腹を3本の剣で貫かれたナニカは、そのまま糸が切れた人形のように崩れ落ちた。
後ろではテルファが地面に膝をつき、がたがたと震えている。
倒れたナニカ…オークキングであった。
「大丈夫だった?テルファ?」
右肩を抑えたユーズネルが優しく尋ねる。
「…なんで。」
テルファが泣きながらユーズネルにすがりつく。
「ユーズネル、大丈夫か?いい判断だったぞ。」
俺が労いの声を掛けると、ユーズネルは笑顔で頷いた。
幸いユーズネルの傷は浅かった。
止血を行い、再び馬車へと乗り込む。
皆、無言だ。
テルファはユーズネルの左腕をしっかりと掴み、まだ震えていた。
「テルファ、そんなにくっついたら痛いよ。」
ユーズネルが笑いながらテルファから腕を引き抜こうとする。
「いや。
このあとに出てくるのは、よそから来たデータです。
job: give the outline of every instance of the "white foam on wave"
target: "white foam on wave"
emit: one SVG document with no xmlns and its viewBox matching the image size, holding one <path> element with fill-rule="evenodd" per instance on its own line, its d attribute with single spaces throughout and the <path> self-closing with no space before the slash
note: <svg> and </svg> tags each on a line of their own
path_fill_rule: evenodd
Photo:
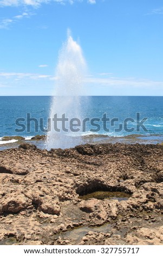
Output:
<svg viewBox="0 0 163 256">
<path fill-rule="evenodd" d="M 2 138 L 1 138 L 2 139 Z M 17 142 L 18 140 L 17 139 L 10 139 L 9 141 L 0 141 L 0 145 L 3 145 L 3 144 L 8 143 L 14 143 L 14 142 Z"/>
<path fill-rule="evenodd" d="M 30 141 L 34 136 L 27 136 L 24 137 L 25 141 Z"/>
</svg>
」
テルファはユーズネルの左腕をまたガッチリと抱きしめた。
「………ごめんなさい。ありがと。」
「ん。」
ユーズネルは降参したように苦笑いを浮かべ、テルファへと腕を預けた。
何か言いたげなルークスだったが、2人の姿を見て思い直したようだ。
両肩をすぼめ”敵わない“と俺へ無言のサインを送ってきた。
俺も首を捻りサインを返す。
今日の出来事は2人にとって、きっと大きな経験となることだろう。
そんな俺たちの姿をククルが不思議そうに見つめていた。